Из этого коротенького наброска ясно, что супруги Топинары, по выражению, вошедшему уже в поговорку, были бедные, но честные люди. Мужу было лет сорок, а жене, в прошлом солистке хора и, как говорили, любовнице того разорившегося директора, на смену которому пришел Годиссар, около тридцати. Лолотта, в свое время видная женщина, после бед, обрушившихся на прошлого директора, потеряла прежнее положение, и ей ничего не оставалось, как сойтись с Топинаром. Она была уверена, что, когда они смогут отложить сто пятьдесят франков, Топинар выполнит свои обязательства перед законом, хотя бы для того, чтобы узаконить детей, которых он обожал. В свободные минуты по утрам мадам Топинар шила на театральную мастерскую.
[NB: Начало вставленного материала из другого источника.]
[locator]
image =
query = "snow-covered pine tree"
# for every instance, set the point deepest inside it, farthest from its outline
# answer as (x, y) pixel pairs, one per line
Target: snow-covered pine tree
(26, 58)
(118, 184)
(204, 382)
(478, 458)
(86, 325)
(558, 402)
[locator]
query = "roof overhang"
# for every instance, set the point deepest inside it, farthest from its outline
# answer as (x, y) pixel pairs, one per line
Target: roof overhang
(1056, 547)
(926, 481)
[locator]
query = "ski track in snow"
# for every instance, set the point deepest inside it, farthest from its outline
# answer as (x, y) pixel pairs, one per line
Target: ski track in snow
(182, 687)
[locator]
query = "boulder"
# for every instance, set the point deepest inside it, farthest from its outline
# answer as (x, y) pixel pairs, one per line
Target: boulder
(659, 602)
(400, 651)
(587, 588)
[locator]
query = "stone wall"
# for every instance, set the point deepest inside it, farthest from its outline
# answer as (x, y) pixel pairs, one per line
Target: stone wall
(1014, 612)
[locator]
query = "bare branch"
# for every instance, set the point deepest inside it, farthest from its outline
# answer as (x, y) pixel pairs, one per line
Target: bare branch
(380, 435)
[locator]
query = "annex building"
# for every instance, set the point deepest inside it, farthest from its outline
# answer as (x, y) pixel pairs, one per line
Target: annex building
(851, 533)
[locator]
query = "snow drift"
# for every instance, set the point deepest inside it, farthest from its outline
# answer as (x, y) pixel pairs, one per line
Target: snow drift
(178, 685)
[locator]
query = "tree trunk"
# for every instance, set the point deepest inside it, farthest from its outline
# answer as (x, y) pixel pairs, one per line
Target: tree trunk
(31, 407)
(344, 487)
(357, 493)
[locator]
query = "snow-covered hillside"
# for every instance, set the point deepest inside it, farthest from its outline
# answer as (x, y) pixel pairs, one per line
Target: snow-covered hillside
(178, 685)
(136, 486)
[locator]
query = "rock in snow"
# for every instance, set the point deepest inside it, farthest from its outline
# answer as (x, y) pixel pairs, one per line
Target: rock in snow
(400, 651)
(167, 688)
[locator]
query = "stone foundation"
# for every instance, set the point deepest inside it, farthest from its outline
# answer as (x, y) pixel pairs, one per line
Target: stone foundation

Мужественная пара трудилась не покладая рук и зарабатывала девятьсот франков в год.
— Еще этаж! — начиная с третьего этажа стал предупреждать Топинар, но Шмуке был так поглощен своим горем, что даже не соображал, подымается он наверх или спускается вниз по лестнице.
Когда театральный служитель, одетый, как обычно ходят рабочие сцены, в холщовую блузу, открыл дверь, послышался голос мадам Топинар:
— Тсс-тсс, дети, тсс-тсс, папа пришел!
Дети, надо думать, ничуть не боялись отца: старший, вспоминая виденное в цирке, оседлал половую щетку и командовал атакой, вторая трубила в жестяную дудку, а третий замыкал шествие. Мать шила театральный костюм.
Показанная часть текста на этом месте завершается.